朝と空と、まだ名前のない感情と

「ほらお兄ちゃん、早くー!遅刻するよー!」


この距離がただただ、どこまでも変わらないままであってほしい、なんて。


「待って待って、消しゴムがない」


「いいから早くー!!」 



夜月の配信から一夜明けた月曜日、『√』2人のいつも通りの登校前の風景だ。無事消しゴムは見つかったらしく、靴を引っ掛けて2人は駅までの道のりを歩き始めた。


「それでねー、その子がねー」


「ふんふん」


と、他愛のない会話を交わしながら足を動かす。車道側を環が少しだけ前を歩く、いつものポジションだ。どちらも友人もそこそこにいて、尚且つオタクであり、中々話題は尽きないものだ。

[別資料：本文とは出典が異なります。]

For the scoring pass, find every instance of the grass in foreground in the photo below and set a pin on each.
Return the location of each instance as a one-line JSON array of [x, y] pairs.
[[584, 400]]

「あ、そうだ。つぶやいたー見てたら『yoru先生、ツンデレだった』って出てきたんだけど、何かしたの?」


「その話題掘り下げないでね、絶対だよ」


思わず渋面を作る夜月。余りの見られたくなさに「アーカイブとか見ないでよ、絶対」と念を思わず押したほどだ。


「えー、なんで?……あ、『yoru先生超可愛かった』『それな』だって、良かったね」


それでも、「別にからかったりとかじゃなくて」と柔らかく笑う環に言われてしまえば、口を尖らせるだけになってしまう。


なんだかなぁ、と夜月は思う。


そう、これではまるで、なんというか。


「……私だけ、」


意識してるみたいじゃん、という一言は言葉になる前に消えていく。ただでさえ小さかった呟きは、環の耳に飛び込む前に改札をくぐったホームに消えていった。


時々、分からなくなる。「私は、妹だ」とはっきりと言える時と、そうでない時、言いたくない時。そういう時は、向けられる混じり気のない優しさの受け取り方が分からなくなる。


初めてそれが訪れたのは、あの時だ。『ライムライト』に入る前、配信の最後。環が『夜明けと蛍』を歌い出した時と、その後。


胸がどこまでも暖かくて、暖かすぎて泣き止めなかった、『夜明けと蛍』が終わり、配信を閉じた環はその後、もう一曲を歌ったのだ。その部屋にいた、もう1人のために。


歌った曲は、BUMP OF CHICKENの『真っ赤な空を見ただろうか』。「もう夜だけどさ」と苦笑気味に歌い出した顔が蘇る。


『あなたと私、2人で生まれてきたから、私には決してあなたの痛みが分からない。けれど、2人で生まれてきたから、僕はあなたの笑顔が見られたんだ』、そんなメッセージが、他の誰よりも好きな歌声が全身を包み込んで、暖かくて。


少しだけ、ほんの少しだけ涙が混ざる声で、


「……また歌うよ。いつでも、夜月がそれを必要とした時にさ」


と環が言った時。それが、この名前の付けられない思いの出所だ。


頬を伝って唇に落ちた涙の味は、なぜか、どこか。


少しだけ甘かったような、そんな気がした。




途切れない会話の切れ目、電車を待つホームに並ぶと、朝の光のハレーションの中に、名前が付けられない感情が鮮明に蘇る。思わず飲んだ息が、二つ分重なって、また大気に戻ってゆく。


まだ名前のない感情を溶かした空に、電車の音が近付いてくる。そんな、2人の朝。




ーーーーーーーーーーーーーーーーーーーーーーー

作者より

昨日は更新止まってしまいまして、お待たせしてしまいました。分量自体は大したことないのですが、お読み下さった通り、こういう回でしたので……。何卒ご容赦ください。


まだまだ続いていく物語ですが、一区切り、といったところです。これからもお付き合い頂けると幸いです。



※一応なんですが、今話に出てくる『あなたと私、〜あなたの笑顔が見られたんだ』は歌詞ではありませんので、ご承知くださいませ。